Yes, but maybe she'd bank on no longer needing those powers to complete her plan.
I thought Hel was explicitly playing strictly by the book to shame the other gods into honouring the agreement. If she starts breaking the rules, there's no reason for them to honour the agreement either and she might lose all those souls.
Indeed. For example, the compact is what allows clerics to cast their full range of spells. Without it,
domain restrictions become much more...ah, restrictive. Given that the entire plan hinges on Durkula being able to dominate the voting elders, if Domination happens to fall under another god's portfolio (f'rex, the manipulative Loki), losing it would be major potential crimp in their game plan. Moreover, if the rules of the game get thrown out, she may have to worry about the original vote itself being disqualified. Several of the gods who happened to vote alongside her only did so as a protest vote, as Hermod indicated, or not knowing the full consequences of the act; the "

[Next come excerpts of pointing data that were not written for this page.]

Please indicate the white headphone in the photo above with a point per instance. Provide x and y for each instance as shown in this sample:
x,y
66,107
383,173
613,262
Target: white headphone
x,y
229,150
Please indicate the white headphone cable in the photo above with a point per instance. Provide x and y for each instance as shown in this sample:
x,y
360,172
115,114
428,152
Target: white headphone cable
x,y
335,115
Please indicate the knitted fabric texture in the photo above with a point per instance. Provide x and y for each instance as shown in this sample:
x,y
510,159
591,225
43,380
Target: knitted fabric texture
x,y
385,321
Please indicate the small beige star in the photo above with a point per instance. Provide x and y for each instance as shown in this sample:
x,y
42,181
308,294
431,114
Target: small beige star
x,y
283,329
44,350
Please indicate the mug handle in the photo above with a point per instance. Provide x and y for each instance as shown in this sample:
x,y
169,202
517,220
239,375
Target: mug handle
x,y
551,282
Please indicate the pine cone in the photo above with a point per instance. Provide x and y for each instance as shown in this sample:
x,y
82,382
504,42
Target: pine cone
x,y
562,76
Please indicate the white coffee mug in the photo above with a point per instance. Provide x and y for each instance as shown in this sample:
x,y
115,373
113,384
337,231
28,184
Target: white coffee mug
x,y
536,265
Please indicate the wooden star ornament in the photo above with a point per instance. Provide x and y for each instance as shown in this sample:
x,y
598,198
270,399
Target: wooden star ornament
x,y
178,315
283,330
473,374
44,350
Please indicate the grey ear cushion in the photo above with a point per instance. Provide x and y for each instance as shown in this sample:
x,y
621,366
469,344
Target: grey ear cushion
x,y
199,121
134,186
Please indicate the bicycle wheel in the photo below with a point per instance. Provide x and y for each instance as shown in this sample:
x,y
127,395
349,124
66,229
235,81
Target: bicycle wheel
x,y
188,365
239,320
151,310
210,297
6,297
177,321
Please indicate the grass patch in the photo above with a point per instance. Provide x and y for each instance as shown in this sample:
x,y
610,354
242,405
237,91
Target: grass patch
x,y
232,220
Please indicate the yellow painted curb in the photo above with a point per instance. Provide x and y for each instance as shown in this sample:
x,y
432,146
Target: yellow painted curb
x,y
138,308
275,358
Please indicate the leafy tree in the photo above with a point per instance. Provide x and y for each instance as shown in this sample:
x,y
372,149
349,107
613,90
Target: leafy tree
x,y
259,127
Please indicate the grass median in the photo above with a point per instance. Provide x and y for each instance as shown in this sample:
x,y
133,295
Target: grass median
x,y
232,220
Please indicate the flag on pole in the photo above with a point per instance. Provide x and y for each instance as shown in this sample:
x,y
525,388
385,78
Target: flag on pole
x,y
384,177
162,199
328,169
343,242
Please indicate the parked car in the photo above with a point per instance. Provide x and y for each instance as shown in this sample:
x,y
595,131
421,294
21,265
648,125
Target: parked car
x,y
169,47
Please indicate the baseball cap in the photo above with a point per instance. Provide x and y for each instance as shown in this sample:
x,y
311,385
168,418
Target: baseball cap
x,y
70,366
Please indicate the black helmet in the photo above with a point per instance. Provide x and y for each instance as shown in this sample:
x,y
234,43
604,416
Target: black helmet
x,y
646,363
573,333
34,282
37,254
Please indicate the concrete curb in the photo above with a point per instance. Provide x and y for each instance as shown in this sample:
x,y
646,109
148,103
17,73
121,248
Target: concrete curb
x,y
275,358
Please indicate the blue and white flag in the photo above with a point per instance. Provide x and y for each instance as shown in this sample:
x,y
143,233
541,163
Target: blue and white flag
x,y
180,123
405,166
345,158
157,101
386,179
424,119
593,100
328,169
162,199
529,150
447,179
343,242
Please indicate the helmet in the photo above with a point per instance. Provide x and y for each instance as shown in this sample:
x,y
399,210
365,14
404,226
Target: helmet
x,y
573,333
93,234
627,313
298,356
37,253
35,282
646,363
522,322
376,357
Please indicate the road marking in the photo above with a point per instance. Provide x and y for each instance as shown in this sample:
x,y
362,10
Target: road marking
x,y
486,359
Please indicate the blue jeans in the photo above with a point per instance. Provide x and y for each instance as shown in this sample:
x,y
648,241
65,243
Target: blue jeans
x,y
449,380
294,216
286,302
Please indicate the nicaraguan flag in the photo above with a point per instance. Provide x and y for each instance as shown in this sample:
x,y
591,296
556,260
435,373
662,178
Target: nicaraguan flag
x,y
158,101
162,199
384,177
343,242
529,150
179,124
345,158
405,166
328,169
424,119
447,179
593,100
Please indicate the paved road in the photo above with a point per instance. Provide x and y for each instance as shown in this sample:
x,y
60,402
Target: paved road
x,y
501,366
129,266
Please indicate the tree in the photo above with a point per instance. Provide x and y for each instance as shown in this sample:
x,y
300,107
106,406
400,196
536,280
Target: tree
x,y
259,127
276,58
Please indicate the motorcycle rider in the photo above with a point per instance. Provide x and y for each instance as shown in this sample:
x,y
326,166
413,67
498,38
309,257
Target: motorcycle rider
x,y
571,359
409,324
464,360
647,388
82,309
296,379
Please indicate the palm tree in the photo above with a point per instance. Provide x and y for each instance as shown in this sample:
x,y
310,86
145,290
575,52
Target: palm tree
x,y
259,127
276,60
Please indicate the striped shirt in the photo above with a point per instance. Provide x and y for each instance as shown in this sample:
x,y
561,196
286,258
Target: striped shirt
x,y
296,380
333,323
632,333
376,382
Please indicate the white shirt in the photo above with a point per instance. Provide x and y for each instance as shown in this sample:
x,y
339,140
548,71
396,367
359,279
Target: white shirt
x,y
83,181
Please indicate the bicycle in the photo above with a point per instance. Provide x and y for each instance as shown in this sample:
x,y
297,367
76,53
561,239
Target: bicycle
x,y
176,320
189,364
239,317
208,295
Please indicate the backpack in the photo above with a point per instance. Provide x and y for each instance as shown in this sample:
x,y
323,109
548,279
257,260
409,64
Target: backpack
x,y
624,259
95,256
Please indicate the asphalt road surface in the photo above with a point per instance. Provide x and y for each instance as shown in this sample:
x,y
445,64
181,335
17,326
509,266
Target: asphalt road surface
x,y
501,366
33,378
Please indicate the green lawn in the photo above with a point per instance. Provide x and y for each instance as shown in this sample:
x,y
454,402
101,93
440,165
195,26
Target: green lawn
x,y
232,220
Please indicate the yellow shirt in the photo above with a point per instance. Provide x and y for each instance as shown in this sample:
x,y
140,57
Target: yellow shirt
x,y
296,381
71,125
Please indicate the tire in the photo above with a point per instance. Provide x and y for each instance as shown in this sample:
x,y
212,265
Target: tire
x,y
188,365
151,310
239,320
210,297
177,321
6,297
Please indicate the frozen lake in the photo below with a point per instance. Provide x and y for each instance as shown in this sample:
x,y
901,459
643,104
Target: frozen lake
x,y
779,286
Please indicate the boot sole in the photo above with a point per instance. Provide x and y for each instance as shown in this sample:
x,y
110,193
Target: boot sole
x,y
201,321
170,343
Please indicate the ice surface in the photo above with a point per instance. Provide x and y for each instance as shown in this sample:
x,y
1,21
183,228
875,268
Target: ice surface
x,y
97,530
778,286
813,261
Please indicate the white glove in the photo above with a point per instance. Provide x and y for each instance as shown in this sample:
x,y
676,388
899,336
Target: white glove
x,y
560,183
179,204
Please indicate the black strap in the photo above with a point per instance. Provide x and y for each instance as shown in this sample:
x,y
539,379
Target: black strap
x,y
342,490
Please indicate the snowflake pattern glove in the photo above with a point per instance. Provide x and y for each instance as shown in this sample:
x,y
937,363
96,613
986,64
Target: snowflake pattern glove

no backsies" rule could easily be next on the chopping block if the compact falls apart, and if that happens, she loses her own voting base. The plan only works because the rules benefit her right now. If she breaks the rules, they get to do the same gratis. If they break the rules first, they get to fall apart in recrimination between the Lawful and Chaotic wings, which keeps them busy while she gets on with the plan.
It helps that the older links above inspired me to reread the whole arc quickly; I had forgotten quite a bit of this in the interim.
EDIT: Actually, scratch that specific spell example. I just checked since it was bothering me, and Dominate Person is not a Cleric spell. It's a supernatural ability innate to all vampires and is thus unaffected by the compact. Ah, well, the voting point still stands.